Apache Kafka

This article covers connecting to a Streaming Data Source - specifically Apache Kafka.

Introduction

Leveraging a streaming data source provides the ability to:

  • Collect data from any application
  • Ingest the streaming data and perform additional processing such as persisting the contents to a database or file format (e.g. Parquet, JSON).

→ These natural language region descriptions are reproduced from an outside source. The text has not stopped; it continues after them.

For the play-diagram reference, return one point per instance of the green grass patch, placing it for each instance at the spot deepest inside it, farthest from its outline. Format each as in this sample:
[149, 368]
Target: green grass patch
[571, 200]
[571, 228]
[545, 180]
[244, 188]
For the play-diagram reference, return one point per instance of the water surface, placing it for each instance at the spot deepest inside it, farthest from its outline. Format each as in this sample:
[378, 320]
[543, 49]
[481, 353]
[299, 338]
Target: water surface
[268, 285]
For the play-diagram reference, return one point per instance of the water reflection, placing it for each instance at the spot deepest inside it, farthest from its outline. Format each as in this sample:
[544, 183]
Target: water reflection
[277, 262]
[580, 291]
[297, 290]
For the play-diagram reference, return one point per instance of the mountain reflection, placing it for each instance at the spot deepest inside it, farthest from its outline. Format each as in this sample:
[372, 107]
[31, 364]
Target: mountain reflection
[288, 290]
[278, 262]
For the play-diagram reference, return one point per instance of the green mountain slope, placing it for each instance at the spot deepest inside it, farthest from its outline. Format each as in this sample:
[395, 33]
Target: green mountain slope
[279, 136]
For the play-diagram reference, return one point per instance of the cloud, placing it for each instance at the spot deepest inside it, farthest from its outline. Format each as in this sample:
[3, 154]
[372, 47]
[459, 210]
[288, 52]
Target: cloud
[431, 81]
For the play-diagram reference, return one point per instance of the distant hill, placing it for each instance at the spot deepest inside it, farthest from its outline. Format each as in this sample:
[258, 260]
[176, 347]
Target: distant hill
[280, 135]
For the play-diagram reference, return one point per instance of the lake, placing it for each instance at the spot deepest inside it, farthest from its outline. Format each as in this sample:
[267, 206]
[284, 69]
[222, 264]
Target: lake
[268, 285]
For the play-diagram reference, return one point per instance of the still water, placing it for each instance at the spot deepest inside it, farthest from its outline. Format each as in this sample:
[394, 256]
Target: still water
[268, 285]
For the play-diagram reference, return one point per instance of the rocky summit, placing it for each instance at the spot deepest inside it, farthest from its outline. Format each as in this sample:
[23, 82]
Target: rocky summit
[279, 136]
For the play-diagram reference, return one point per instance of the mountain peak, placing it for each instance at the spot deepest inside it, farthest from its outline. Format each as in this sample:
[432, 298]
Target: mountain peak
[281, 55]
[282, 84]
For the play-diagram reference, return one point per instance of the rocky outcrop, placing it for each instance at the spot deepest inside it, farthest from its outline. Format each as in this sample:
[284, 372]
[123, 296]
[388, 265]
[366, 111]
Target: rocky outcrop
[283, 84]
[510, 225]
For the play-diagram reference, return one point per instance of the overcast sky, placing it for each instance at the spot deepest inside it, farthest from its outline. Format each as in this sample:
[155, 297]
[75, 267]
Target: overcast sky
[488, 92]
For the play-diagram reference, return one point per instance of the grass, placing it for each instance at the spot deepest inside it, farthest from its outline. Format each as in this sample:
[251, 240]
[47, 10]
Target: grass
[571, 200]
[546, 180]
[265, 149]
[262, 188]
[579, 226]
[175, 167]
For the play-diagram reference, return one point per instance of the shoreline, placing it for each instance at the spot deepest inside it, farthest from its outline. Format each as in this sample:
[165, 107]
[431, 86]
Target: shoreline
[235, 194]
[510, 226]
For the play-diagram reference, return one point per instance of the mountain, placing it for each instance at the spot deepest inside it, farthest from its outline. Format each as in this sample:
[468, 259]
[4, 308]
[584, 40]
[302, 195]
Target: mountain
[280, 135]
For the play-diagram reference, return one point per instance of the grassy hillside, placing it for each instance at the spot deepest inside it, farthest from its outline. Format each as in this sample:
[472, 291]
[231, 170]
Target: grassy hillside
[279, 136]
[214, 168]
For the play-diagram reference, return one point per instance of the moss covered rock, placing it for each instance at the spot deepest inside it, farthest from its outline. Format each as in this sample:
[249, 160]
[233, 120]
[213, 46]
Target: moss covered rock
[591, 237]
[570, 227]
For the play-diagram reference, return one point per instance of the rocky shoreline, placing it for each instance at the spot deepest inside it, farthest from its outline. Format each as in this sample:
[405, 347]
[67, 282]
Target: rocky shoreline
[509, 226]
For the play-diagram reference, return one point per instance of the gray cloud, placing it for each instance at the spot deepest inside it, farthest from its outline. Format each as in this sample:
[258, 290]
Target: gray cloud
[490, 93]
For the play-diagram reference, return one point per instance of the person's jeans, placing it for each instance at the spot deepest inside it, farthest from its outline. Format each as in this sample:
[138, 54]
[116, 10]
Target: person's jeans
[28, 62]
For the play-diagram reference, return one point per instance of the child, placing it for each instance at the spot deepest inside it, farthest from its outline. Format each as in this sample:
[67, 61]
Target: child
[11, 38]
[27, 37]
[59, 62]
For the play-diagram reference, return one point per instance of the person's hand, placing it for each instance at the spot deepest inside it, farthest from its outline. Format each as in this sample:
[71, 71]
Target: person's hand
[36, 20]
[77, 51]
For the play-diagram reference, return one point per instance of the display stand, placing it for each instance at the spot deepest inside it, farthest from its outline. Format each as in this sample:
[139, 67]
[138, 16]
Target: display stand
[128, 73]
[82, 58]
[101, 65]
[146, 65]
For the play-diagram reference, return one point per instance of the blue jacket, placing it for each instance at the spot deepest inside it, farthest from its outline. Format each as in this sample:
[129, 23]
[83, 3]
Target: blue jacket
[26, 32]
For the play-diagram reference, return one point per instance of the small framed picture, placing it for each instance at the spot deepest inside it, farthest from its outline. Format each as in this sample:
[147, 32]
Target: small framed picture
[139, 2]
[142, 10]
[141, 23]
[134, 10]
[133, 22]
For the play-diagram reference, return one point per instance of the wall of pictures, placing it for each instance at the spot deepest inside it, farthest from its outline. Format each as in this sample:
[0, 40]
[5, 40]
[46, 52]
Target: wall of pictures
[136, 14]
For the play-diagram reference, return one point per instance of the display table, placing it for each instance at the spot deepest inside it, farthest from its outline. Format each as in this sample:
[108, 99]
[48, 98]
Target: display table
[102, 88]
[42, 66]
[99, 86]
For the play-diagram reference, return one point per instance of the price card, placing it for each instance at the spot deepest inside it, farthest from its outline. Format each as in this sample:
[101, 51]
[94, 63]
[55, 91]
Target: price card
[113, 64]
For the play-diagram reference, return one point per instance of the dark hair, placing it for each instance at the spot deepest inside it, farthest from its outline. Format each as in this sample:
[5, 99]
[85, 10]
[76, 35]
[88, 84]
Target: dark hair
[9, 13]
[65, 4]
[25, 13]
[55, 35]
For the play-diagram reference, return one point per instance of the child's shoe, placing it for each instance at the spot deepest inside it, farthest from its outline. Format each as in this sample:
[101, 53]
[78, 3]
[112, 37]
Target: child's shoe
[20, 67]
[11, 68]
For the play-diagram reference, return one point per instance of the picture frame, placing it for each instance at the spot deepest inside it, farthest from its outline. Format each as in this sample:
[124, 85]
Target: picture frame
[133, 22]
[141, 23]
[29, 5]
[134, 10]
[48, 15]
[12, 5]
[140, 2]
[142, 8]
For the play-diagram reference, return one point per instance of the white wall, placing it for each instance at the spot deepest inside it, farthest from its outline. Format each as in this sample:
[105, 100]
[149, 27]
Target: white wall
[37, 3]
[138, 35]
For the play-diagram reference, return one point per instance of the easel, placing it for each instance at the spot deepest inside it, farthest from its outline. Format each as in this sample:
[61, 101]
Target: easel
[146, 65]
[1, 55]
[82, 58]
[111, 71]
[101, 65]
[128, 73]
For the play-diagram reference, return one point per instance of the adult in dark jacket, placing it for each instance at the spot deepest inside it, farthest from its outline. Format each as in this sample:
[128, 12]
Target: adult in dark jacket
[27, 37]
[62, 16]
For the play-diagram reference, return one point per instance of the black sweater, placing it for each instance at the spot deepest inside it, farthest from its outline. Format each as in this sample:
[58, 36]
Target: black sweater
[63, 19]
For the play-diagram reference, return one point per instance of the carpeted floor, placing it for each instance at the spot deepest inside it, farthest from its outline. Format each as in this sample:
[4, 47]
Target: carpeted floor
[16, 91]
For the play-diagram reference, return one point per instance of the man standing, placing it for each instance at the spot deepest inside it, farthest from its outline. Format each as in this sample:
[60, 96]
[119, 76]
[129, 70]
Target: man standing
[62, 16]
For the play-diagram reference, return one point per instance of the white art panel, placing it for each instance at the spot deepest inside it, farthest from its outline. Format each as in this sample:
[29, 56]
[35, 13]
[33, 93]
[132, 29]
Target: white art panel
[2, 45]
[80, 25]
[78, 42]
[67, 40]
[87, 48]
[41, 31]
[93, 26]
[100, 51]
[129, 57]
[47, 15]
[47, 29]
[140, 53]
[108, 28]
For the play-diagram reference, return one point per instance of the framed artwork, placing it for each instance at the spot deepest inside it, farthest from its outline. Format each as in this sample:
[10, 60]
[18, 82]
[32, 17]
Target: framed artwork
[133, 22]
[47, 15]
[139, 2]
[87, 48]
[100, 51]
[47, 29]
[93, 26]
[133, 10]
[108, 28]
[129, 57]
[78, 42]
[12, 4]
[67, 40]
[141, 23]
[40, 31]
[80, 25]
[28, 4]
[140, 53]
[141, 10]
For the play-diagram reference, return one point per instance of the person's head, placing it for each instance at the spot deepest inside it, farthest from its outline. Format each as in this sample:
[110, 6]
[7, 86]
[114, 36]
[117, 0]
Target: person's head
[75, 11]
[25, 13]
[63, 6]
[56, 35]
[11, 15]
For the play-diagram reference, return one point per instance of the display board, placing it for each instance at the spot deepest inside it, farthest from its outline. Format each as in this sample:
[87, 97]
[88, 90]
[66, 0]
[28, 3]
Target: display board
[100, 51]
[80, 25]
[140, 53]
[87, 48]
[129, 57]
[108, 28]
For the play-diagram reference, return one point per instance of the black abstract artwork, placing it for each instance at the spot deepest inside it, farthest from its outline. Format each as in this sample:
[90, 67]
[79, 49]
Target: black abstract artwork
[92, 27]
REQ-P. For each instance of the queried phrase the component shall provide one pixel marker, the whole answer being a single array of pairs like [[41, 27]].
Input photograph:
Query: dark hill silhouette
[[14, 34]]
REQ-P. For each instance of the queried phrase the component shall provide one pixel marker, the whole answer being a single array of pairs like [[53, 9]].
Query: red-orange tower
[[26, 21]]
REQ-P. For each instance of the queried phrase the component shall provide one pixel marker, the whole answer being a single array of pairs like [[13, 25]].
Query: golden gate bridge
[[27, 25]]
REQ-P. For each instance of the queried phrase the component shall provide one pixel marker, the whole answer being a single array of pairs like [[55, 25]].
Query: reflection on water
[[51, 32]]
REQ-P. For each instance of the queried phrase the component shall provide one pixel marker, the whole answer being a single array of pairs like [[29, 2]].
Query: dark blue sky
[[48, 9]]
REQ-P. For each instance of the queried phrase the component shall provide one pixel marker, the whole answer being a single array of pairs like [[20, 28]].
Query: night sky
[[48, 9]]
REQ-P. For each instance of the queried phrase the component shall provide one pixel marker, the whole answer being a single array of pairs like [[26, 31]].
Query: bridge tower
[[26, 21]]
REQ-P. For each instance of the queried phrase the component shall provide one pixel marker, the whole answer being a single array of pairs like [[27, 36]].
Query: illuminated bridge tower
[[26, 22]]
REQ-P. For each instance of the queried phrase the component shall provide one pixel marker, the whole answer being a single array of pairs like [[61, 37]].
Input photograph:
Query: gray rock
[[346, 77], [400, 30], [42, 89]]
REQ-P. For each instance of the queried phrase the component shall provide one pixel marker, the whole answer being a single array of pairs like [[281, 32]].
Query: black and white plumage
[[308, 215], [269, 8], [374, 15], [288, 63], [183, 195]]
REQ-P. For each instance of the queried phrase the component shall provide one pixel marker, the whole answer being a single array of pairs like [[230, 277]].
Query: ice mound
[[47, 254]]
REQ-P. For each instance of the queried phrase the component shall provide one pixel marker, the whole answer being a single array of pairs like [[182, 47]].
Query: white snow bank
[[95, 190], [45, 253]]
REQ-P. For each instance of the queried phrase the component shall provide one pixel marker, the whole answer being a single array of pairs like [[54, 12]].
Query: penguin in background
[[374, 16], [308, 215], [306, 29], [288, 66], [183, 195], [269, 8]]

Zetaris supports Apache Kafka streaming which consists of the following logical components:

  • Topic - messages belong to a particular category called a topic
  • Producer - publish messages to one or more Kafka topics. 
  • Consumer - subscribe to one or more topics and consume published messages

Architecture

Screen Shot 2022-11-23 at 10.30.47 pm

In this architecture, Zetaris plays the role of the Consumer, with topic definitions and publishing of messages performed outside of Zetaris.

The integration point between Zetaris and Kafka is the topic.

On the Producer side, we will leverage the Kafka producer console to publish messages.

For our scenario, we will ingest streaming data from and perform additional processing such as persisting the contents to a database or file format (e.g. Parquet, JSON).

Use Case

For our scenario, we have a Stock Ticker stream that publishes updates on technology stock equities.  As the consumer, Zetaris will ingest streaming data and persist the contents to a Parquet file format to the file system.

Kafka Steps

  1. Ensure Kafka is running
  2. Create a topic, in our example the topic is named stock.
  3. Ensure your firewall permits connections to your kafka bootstrap port (e.g. 9092).

Connect to a Streaming Data Source

  1. Click on NDB Fabric Builder widget.

    2022-11-21_10-52-10
  2. Click Screen Shot 2022-11-21 at 12.08.55 pmnext to Streaming Data Sources.

    2022-11-21_12-10-07
  3. Specify the following values:
    Data Source Name Stock_Ticker
    Input Format JSON
    Input Source Kafka
    kafka.bootstrap.servers your kafka boostrap server and port
    kafka.topic stock
    kafka.security.protocol PLAIN
    kafka.sasl.mechanism PLAIN

     
    For Input Sample enter the following JSON payload:

    { 
    "symbol" : "AAPL",
    "name": "Apple",
    "price": 150.12,
    "previous_close" : 148.01,
    "open" : 148.13,
    "bid" : 150.26,
    "ask" : 150.27,
    "volume" : 50304716,
    "avg_volume": 89767359
    }
  4. Your completed dialogue should look like the following:

    2022-11-24_11-46-27
    Click Create.
  5. Your streaming data source should now appear.

    Screen Shot 2022-11-23 at 4.06.46 pm
  6. Click Screen Shot 2022-11-21 at 12.08.55 pmnext to your streaming data source to add an aggregation table.

    2022-11-23_16-10-23
  7. Specify the following values:

    Aggregate Table Name stock
    Output Mode Append
    Output Format Parquet
    Storage Local File System
    File Path File path accessible to Zetaris

    For the Query enter the following:

    select timestamp, json_body.* from Stock_Ticker
  8. Your completed dialogue should look like the following:

    2022-11-24_11-52-27
    Click Create.
  9. You should now see your newly created aggregate table.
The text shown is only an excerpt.